Banking, agric, consumer goods sectors under-performed
As oil & gas, conglomerates sectors lead profitability
By Nkiruka Nnorom
THERE are indications that businesses are still struggling to stay their head above water given the figures emanating from their operations, which also exposed the fragility in the economy.
Figures extracted from companies financial reports for the year ended December 31, 2018, showed a very weak growth in revenue at 6.4 percent, though profit before tax, PBT, for the period surged 170.7 percent.
Leading companies totalling 88 quoted on the NigerianStock Exchange (NSE) recorded combined revenue of N9.74 trillion, a 6.4 percent growth compared to N9.16 trillion posted in 2017 financial year principally due to decline in the banking, agriculture and consumer goods sectors.

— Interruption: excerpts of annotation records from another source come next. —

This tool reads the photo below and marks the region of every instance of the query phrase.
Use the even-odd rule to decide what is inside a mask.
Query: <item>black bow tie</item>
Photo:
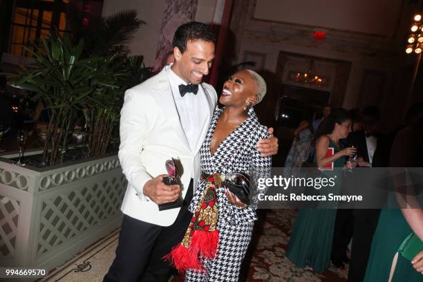
[[[181,97],[184,97],[185,94],[189,93],[196,95],[197,91],[198,91],[198,84],[179,84],[178,87]]]

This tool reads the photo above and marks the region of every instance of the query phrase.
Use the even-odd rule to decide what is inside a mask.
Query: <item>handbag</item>
[[[244,204],[250,205],[250,176],[244,172],[234,172],[225,176],[222,186],[227,188]]]
[[[388,282],[392,281],[395,267],[397,266],[397,262],[398,261],[398,254],[401,254],[402,256],[408,259],[408,261],[413,261],[413,258],[421,251],[423,250],[423,242],[414,233],[411,232],[406,238],[402,241],[398,251],[394,256],[392,260],[392,265],[391,265],[391,272],[389,274]]]
[[[410,261],[422,250],[423,242],[414,232],[410,234],[398,248],[398,252]]]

Though marginally higher, but the numbers are reflective of slowed growth in the economy during the period under review. Over 2018, the Nigerian economy grew by mere 1.93 percent.
However, the pre-tax profit jumped to N4.14 trillion from N1.53 trillion, representing 170.7 percent growth, owing largely to outstanding performance in the oil and gas and conglomerates sectors.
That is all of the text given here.